Our study revealed that 24.2% of the students purposely spend 30 minutes of outdoor intending to tan their skin. Sixty-seven percent of university students selected from King Abdulaziz University, King Saud University, and Albaha University thought that 30 minutes in the sun in the middle of the day in summer is not risky [21]. Overall, participants exposed to Ultraviolet radiation for tanning may be at more risk for skin cancer [2]. Regarding sun safety practices, we found that 68.8% of the participants use sunscreen. Most of them were females, 53.3% and 15.5% were males. We suppose it is because women are more familiar with the sun’s detrimental effects, including being concerned about skin aging and damage. The finding that women use sunscreen more often than men has been reported by many studies [24,25]. Besides, female students could be wearing makeup with Sun Protection Factor (SPF). Therefore, we believe that men are the critical risk group for sunburn due to their lack of sunscreen use. The use of tanning beds among our sample is not common. The majority of the students, 96.6%, have never used a tanning bed in their entire life, which is identical to the previous findings in Saudi Arabia [1,5,21,22]. Compared to results in other countries, 70% of the Norwegian National Population participants reported ever use of indoor tanning devices [26]. Among the US population, 22.6% of the sample screened positive for indoor tanning dependence [27]. The dissimilarities could be explained due to the lack of tanning devices in Saudi Arabia.
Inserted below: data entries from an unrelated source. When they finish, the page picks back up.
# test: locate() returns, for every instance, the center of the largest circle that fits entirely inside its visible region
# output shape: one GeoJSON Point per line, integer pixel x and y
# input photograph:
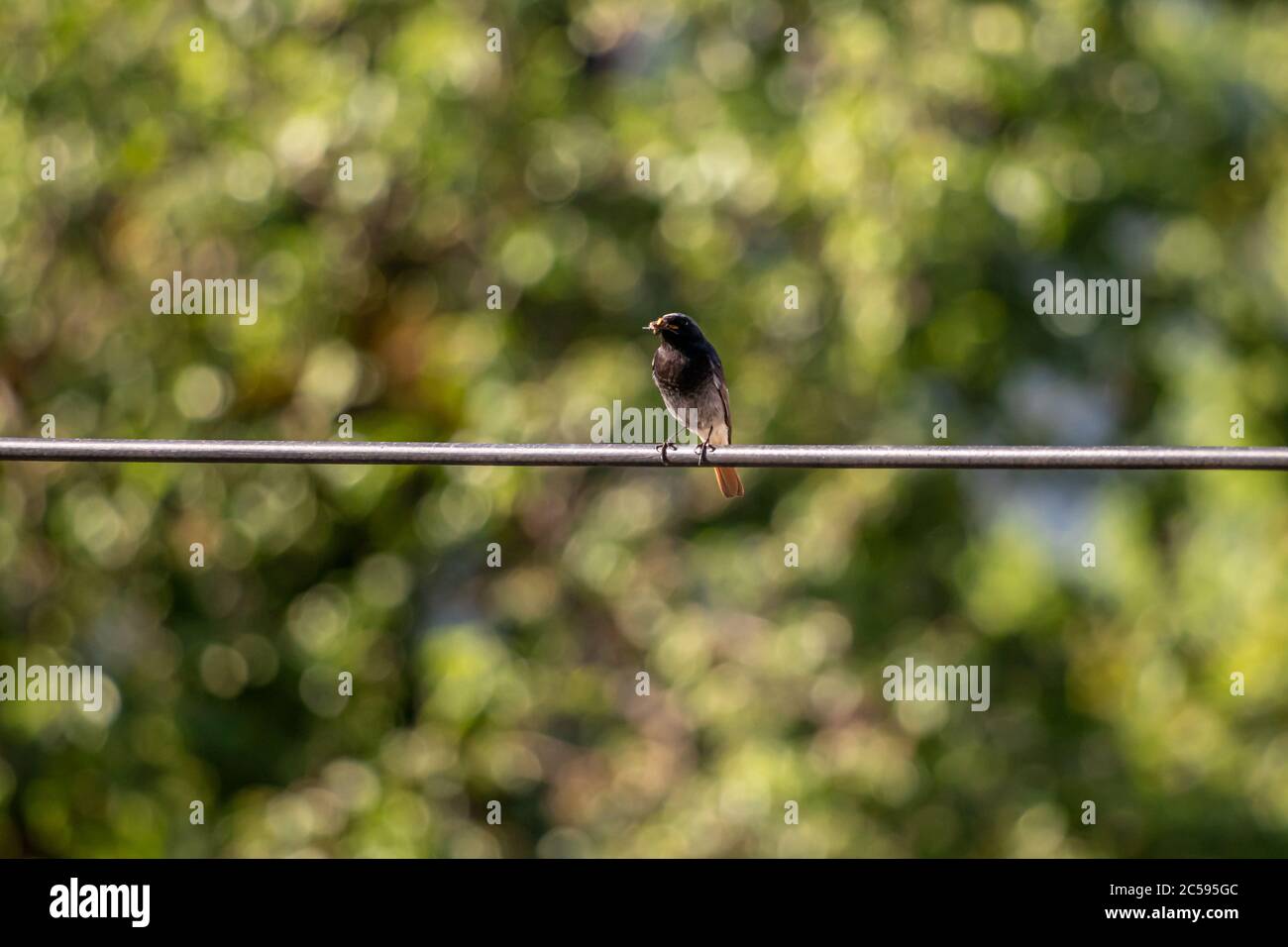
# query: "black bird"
{"type": "Point", "coordinates": [688, 372]}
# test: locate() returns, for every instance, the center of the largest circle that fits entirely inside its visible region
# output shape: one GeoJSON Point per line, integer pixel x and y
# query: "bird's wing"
{"type": "Point", "coordinates": [717, 379]}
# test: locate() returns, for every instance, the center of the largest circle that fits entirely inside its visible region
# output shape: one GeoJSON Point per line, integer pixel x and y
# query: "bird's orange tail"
{"type": "Point", "coordinates": [728, 479]}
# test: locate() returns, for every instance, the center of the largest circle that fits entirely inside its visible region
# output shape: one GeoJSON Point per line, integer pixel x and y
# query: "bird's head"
{"type": "Point", "coordinates": [677, 329]}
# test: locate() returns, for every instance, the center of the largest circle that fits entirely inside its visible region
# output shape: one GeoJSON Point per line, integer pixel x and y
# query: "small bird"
{"type": "Point", "coordinates": [688, 372]}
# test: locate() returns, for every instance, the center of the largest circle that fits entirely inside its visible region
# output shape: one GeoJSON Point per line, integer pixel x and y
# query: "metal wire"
{"type": "Point", "coordinates": [857, 457]}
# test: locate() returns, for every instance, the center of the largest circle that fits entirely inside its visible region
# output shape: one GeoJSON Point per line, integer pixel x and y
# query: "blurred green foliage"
{"type": "Point", "coordinates": [518, 684]}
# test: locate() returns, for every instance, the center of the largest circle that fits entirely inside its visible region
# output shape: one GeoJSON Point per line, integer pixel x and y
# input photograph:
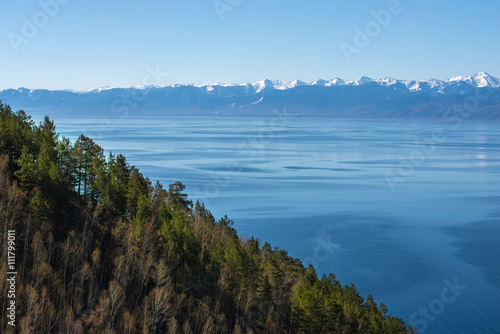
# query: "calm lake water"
{"type": "Point", "coordinates": [408, 211]}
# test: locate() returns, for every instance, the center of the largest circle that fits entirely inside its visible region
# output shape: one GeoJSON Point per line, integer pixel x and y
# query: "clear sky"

One of the studies has revealed that 44.6% of Saudi students knew that tanning beds might cause skin cancer [21], which could be one of the contributing causes. We also found a significant relationship between gender and the use of sunless tanning products at home (P-value=0.002). 19.4% of females used sunless tanning products in comparison to 6.2% of males. No relationship was found between specialty and any tanning method, which means tanning, is popular among our sample regardless of the specialty and the knowledge they have about it and the risks involved.
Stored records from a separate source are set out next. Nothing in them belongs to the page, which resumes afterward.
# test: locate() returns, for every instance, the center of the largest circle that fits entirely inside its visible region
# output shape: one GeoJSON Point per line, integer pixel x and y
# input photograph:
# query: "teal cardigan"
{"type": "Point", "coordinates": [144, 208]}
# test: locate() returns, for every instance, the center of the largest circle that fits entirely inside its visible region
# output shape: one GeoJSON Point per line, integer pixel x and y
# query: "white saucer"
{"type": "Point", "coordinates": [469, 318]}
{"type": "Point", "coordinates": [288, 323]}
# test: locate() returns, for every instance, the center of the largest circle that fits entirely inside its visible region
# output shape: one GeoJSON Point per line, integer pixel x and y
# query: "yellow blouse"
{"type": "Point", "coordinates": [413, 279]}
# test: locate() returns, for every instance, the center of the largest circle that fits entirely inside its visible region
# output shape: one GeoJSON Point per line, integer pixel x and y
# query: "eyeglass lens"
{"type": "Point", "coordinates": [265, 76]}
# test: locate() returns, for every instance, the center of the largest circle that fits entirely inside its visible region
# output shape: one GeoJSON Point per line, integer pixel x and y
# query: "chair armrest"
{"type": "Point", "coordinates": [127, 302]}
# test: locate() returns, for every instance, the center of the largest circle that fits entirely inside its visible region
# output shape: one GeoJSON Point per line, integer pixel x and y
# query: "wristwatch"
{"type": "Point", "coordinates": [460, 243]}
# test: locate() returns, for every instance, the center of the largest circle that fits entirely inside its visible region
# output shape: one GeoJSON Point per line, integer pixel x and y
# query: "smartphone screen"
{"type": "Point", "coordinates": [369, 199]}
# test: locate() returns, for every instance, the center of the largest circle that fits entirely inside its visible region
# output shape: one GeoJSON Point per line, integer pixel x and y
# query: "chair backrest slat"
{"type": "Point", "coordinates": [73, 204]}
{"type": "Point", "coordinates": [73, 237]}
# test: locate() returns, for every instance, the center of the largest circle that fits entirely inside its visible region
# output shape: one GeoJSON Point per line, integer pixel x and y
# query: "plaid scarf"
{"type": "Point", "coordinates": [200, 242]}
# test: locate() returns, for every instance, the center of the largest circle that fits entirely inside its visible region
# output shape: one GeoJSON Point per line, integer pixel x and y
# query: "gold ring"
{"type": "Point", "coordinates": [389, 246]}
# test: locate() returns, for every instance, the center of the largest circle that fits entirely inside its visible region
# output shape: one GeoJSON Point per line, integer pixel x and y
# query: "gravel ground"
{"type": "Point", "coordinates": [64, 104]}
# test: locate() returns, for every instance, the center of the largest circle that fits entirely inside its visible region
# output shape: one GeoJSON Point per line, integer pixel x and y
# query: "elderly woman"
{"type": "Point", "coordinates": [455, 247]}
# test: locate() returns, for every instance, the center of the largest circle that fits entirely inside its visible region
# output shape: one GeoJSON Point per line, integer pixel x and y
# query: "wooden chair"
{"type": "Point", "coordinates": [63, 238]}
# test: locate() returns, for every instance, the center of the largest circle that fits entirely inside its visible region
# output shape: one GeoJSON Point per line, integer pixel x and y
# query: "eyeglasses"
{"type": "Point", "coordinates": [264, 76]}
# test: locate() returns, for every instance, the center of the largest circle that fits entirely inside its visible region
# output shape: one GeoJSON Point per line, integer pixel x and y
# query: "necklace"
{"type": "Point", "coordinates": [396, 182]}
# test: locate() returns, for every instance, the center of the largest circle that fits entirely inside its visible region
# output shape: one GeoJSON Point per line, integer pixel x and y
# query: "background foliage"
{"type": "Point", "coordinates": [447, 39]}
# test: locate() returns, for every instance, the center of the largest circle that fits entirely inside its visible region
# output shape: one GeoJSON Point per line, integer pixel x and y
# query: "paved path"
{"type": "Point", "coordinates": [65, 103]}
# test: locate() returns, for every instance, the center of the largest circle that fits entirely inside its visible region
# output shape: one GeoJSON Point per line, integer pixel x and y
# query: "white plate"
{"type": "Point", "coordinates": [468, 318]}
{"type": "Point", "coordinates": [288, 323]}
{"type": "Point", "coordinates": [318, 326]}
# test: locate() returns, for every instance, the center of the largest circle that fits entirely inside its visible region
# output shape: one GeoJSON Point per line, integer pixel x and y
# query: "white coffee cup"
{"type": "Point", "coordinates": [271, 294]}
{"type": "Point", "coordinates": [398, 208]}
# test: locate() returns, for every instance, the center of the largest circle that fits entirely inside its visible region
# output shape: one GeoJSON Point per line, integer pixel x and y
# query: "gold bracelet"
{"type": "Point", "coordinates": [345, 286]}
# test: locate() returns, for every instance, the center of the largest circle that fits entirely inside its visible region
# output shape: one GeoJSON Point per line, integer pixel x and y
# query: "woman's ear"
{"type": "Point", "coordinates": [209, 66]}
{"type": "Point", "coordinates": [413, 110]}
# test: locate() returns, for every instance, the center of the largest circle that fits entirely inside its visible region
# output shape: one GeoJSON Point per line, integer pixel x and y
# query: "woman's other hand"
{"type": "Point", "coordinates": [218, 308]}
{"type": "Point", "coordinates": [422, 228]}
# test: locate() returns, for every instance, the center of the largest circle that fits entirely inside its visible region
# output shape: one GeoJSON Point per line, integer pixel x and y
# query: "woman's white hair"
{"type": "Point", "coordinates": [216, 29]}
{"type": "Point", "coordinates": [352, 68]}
There are many myths in Saudi Arabia regarding sun exposure. Such as, in order to get vitamin D from the sun, you need to be exposed to the sun without using sunscreen, while in reality using sunscreen is essential when being exposed to the sun. We can get vitamin D by following healthy diet and by taking vitamin D supplements. Another myth a tan every now and then would not be so harmful, while tanning affects the skin, even when not so frequent [5]. Due to the global health crisis and covid-19 pandemic, many people could not tan at the beach regarding the circumstances, the majority of our respondents were females compared to males which might had an impact of our results. Self-report and social desirability bias may have affected the results.

Conclusion

Our study showed that college students from both genders are significantly interested in tanning. Outdoor tanning was the most preferred method. The results of this study emphasize the critical need to create community-counseling campaigns to increase awareness about tanning and its relationship with skin cancer and photoaging. Counseling health education that focuses on the importance of sunscreen use, especially among males. Sunless tanning products should be promoted.

Acknowledgement

Road of change. We would like to thank Dr. Casey Daniel for his cooperation in providing us the survey instrument used in Intentional tanning behaviours among undergraduates on the United States Gulf Coast.